Four of the names included in the casualties to the Yeomanry, reported in the engagement at Kheis, are those of St. Helens men - viz., Private J. Fairclough, of Peasley Cross, killed ; Private W. Swire, plumber, of George-street, wounded ; Private F. J. Roberts, Vincent-street, wounded ; and Private Dancer, wounded.
x x x x x x x x x
Trooper J. P. Fairclough was one of the finest-looking members of the "B" troop of Lancashire Hussars. Although he would not have attained his 23rd year until the 23rd of this month, he was 5 feet 10 inches in height, and well built. He resided with his parents in Peasley Cross-lane, and in civil life was employed at the Whitecross Colliery. Deceased had only been in troop two years, but was a very efficient member, and all who knew him regret his death at so early an age.

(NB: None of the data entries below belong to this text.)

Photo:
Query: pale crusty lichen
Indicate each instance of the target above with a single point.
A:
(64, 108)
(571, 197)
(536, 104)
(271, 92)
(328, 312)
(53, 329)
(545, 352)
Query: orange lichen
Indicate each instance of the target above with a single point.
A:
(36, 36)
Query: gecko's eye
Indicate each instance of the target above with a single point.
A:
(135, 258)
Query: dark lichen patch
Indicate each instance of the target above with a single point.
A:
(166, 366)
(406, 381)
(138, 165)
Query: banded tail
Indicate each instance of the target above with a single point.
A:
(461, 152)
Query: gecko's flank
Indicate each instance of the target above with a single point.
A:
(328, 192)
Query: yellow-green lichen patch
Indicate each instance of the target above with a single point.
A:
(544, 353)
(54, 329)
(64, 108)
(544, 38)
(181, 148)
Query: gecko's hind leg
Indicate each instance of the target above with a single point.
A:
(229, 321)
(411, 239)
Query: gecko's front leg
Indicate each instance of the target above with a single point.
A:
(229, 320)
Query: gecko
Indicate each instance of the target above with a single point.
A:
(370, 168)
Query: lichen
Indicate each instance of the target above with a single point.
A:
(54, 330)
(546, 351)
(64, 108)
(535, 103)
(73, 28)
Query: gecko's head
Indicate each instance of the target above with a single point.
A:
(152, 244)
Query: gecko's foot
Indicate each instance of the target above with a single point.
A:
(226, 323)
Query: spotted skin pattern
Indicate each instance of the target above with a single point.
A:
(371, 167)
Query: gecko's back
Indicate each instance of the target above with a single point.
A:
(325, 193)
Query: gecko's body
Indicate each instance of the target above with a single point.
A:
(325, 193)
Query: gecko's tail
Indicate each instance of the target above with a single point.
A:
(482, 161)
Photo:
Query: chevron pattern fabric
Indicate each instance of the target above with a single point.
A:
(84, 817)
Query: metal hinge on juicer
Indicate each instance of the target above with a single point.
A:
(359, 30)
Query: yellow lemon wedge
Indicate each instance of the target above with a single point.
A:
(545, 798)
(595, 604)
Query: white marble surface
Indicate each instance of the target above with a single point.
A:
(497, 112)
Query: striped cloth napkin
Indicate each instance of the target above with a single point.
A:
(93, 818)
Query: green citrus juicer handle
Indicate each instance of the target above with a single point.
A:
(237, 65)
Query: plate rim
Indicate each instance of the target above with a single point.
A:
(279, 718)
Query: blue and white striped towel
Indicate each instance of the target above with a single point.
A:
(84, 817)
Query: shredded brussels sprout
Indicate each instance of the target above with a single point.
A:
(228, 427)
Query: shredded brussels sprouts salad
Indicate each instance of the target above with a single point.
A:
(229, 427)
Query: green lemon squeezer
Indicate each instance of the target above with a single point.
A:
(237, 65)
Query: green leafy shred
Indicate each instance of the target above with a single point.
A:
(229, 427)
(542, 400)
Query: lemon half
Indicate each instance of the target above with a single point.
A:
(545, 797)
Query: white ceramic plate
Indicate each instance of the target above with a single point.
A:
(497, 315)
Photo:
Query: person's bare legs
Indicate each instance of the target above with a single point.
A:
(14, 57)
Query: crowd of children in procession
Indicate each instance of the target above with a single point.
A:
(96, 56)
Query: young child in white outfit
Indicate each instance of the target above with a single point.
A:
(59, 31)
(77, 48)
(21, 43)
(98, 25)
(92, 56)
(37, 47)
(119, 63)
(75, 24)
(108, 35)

His parents received word from the War Office on Friday that their son had been killed, and naturally the news has been the source of great grief to them. Deceased has a brother in the same troop, who fortunately came through the action without injury.
It will be remembered that some weeks ago the St. Helens Yeomanry were in action at Kheis, in Cape Colony, and several were wounded. The sad intelligence has reached St. Helens that it has been found necessary to amputate Trooper Roberts' leg, in consequence of a wound. The sympathy of all St. Helens people will be extended to his parents.